Aussi, les pays voisins du Nigeria doivent-ils conforter, avec le régime Muhammadu Buhari, leur partenariat sécuritaire transfrontalier lancé en 2015, afin d'empêcher les djihadistes de gagner en influence dans la région du Lac Tchad qu'ils cherchent toujours à contrôler.
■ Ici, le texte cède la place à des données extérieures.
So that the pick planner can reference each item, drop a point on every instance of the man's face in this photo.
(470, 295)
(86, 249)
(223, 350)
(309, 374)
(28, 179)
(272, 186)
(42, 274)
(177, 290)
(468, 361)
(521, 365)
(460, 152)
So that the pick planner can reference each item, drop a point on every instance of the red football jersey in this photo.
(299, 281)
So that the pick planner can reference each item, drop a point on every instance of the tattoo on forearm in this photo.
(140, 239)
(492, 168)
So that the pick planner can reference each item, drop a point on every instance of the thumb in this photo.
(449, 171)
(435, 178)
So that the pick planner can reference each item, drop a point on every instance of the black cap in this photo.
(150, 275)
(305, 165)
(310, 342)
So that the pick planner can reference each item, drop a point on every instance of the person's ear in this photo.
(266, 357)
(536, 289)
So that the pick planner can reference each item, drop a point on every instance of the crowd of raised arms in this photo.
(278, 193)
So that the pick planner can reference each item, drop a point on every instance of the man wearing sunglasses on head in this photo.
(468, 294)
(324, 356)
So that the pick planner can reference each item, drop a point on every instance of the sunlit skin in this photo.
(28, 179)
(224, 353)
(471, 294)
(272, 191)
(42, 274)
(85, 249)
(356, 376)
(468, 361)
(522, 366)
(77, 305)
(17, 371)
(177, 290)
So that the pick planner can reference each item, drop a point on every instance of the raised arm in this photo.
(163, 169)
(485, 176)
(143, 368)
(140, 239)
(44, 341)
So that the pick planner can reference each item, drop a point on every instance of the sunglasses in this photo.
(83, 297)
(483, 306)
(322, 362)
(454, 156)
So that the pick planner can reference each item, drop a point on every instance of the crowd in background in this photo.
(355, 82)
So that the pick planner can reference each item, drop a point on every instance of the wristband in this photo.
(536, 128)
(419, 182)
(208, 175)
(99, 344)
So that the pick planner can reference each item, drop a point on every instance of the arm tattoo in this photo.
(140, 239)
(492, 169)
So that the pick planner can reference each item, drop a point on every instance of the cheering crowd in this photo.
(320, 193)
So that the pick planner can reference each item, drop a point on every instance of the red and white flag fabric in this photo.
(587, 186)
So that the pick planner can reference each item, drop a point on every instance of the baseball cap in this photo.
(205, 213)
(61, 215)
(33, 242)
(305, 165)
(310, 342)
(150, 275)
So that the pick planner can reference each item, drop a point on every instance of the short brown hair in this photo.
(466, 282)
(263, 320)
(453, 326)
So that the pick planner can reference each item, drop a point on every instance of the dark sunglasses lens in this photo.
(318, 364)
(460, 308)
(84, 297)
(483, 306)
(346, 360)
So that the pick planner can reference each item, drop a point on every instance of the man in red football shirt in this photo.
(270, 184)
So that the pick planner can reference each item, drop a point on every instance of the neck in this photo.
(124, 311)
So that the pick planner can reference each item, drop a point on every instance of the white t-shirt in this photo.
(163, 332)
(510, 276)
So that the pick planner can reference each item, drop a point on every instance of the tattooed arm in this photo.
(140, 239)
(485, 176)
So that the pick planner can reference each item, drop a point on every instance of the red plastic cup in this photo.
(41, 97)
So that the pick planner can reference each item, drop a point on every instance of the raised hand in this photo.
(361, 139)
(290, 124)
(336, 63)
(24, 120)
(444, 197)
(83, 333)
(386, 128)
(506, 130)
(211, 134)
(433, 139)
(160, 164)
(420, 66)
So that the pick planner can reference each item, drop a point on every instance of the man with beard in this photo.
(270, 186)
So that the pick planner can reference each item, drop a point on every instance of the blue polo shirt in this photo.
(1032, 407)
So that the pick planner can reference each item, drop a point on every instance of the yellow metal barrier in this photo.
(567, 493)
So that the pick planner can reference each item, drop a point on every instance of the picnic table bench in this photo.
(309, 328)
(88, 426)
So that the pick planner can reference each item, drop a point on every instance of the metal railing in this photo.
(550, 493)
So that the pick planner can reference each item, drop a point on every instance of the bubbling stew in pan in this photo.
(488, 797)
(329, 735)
L'important stratégique de la cohésion des Etats d'Afrique pansahélienne

C'est en effet en 2015, que la Commission du Bassin du lac Tchad (CBLT), créée en 1964, concrétise une démarche d'action collégiale avec la mise sur pied de la Force multinationale mixte (FMM). Composée de près de 10 000 hommes d'unités nigérianes, tchadiennes, nigériennes et camerounaises, outre quelque 150 Béninois associés, la FMM est mandatée par le Conseil pour la paix et la sécurité de l'Union africaine. Elle redouble d'efforts, depuis trois ans, pour contenir et vaincre les katibas islamistes.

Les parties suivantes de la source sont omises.